In its 86th year, the NSW State Championship Sheepdog Trials are underway in Molong.
Competitors from Queensland and Victoria have joined NSW breeders to tease sheep around the course, urging the dogs with whistles, commands and hand singles.
Judge Phillip Swain keeps a keen eye on the three sheep competitor Jayne Parker’s Border Collie Diesel, is trying to keep within the lines.
“She just lost one point,” Mr Swain said as the sheep crept across the mowed strip, “They have to stay in that corridor and move them forward into the rectangle.”
The 75 competitors are mostly breeders who use the trial circuit as both a social outing and a way of selling their dogs.
“Most compete mainly for the prestige,” secretary Janelle Fessey said.
“We run an auction here on Saturday towards the end of competition. The highest price paid has been $4,000.”
Predominantly the dogs are border collies, with a smaller percentage of the venerable kelpie.
“Kelpies are mainly used as working dogs as their temperament is better suited for that,” explains president Andrew Heath.
“Border collies are more likely to follow directions, kelpies have an independeant streak in them.”

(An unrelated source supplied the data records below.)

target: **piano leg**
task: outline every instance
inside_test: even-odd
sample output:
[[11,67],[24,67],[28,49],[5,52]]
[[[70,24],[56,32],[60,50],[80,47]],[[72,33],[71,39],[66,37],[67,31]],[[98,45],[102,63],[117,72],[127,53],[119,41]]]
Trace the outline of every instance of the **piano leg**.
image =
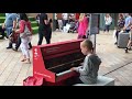
[[84,84],[84,82],[79,79],[79,76],[75,76],[65,80],[65,86],[72,86],[75,84]]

To get a dog to the stage where it can win the trials can take up to four years.
At Molong they have two sections, one for the beginners and another for the seasoned performers.
A trialler himself, Mr Heath compares the dogs to any other athlete.
“You have to keep up their fitness and training with around three sessions a week of trial work, and also just general athletic work,” he said.
“They also get stressed during competition so the temperament of the dog is also really important.”
The finals run at the Dr Ross Memorial Recreation Ground on Saturday from 8am until 2pm with the auction being held at noon.